Starting Thursday, several restaurants in Mumbai were shuttered during the scorching heat of the day only to re-open after sundown. While newcomers in the city might think that a clutch of restaurants are shut for good, for the local people, it means the beginning of the holy month of Ramzan. The century-old Olympia Coffee House, which stands across the road from Leopold Cafe, puts up signs in three languages to dispel any misgivings. “People who are not from Mumbai think that Olympia will be shut for the whole month,” says Yunus Nandolia, the manager at Olympia.
He adds that the signs that say the restaurant would be open between 7.45 pm and 10 pm and 3 am and 4.30 am for a month are as much for the local people and regulars as for the tourists. “Our regular customers just need to be reminded about the timings,” Nandolia said.
Ever since Olympia opened on Shahid Bhagat Singh Road, the management and the staff have been breaking their own fast together before serving customers, who flock from all corners of the city. “During Ramzan, we have people coming from Bhendi Bazaar to eat our kheema. A lot of taxi drivers also fix Olympia as their designated iftaar stop,” he said. Apart from those living in Colaba and Cuffe Parade, Olympia is also flooded with tourists staying in hotels and guest houses around Colaba. The menu remains unchanged during the month of Ramzan with only the sweet bun maska missing. “We have the usual during Ramzan — milk, curd, kheema, mutton and chicken masala, chapatti and parantha,” says Nandolia. Those craving sweets head over to Mohammad Ali Road.
The month also requires Nandolia to judiciously manage his crew of cooks, waiters and cleaners. “We shuffle them into shifts. Half of them work in the night and other in the early morning. Those who live here break their fast at the restaurant,” he says.
Olympia is one of the handful of establishments that open early in the morning for the pre-dawn meal of sehri that prepares the worshippers for the rest of the day. Hotel Rajasthan on S V Road in Khar is also one of those. The six-decade-old restaurant will stay open between 7 pm and 4.30 am, starting Thursday.
Farooq Akbar, who has been managing the hotel for 40 years says: “We start work after offering prayers. During Ramzan, we open up a special counter for parcels and also set up stalls outside.” The hotel offers a lavish spread of sweets during the holy month. “We prepare special food items, like malpua, shahi tukda, gulab jamun and jalebi. You won’t get to eat these here during the rest of the year. We also sell chicken cutlets and samosas from the stall outside our restaurant,” says Akbar.

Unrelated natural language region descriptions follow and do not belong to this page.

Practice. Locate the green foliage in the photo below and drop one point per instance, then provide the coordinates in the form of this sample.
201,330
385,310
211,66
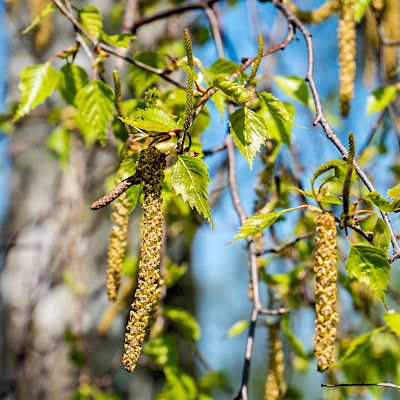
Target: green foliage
37,83
184,321
248,131
189,179
381,98
357,346
95,103
47,10
237,328
369,264
153,119
393,322
91,19
72,79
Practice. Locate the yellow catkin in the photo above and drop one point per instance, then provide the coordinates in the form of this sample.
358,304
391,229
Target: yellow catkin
275,383
115,308
347,54
44,31
316,16
390,21
325,290
150,167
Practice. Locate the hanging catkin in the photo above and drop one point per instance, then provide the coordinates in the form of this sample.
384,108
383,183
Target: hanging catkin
317,15
150,168
275,383
325,290
347,54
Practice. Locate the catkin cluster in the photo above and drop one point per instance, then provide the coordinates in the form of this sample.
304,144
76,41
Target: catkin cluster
325,290
347,54
150,168
275,383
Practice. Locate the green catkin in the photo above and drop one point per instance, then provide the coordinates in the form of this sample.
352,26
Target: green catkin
347,54
325,290
150,167
257,61
316,16
275,383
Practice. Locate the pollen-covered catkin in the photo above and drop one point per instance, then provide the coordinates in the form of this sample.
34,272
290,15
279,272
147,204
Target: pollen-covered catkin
317,15
347,54
150,168
325,290
275,383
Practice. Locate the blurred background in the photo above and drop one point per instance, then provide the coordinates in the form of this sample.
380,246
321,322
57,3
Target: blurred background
53,248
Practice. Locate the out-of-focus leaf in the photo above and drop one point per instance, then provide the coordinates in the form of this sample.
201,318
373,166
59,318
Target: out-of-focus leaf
184,321
95,103
189,179
357,346
237,328
369,264
37,83
249,132
380,98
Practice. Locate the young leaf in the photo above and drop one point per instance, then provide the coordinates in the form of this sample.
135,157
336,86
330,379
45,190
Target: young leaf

He says the hotel was started 60 years ago by migrants from Rajasthan, before being taken over by a family from Gujarat. “We decided not to change the name of the restaurant as it had become familiar among the local people,” Akbar says. Further north on S V Road, Yasim Borania, who manages Hotel Bostan in Jogeshwari, believes in keeping the food simple during Ramzan. The 35-year-old hotel shuts at 1 am after opening for iftaar at 7 pm. “Business slows down quite a bit during the month,” he says. In order to not overburden the staff on his roll, Borania hires temporary staff for a month.
With only local poeple trickling in with their families, Borania has not yet found the need to extend the hotel’s hours to early mornings. “This is a residential area and people prefer to observe sehri in their homes. That is the reason very few restaurants in the suburbs are open for sehri. In south Mumbai, restaurants prefer to stay open early in the morning because they receive a lot of tourists,” he says.
Bostan is surrounded by a number of dairies and bakeries that are readying their stocks of dates and desserts for Ramzan, Borania has not extended his services during Ramzan beyond the regular menu. “We are simple people with simple tastes,” he says smiling.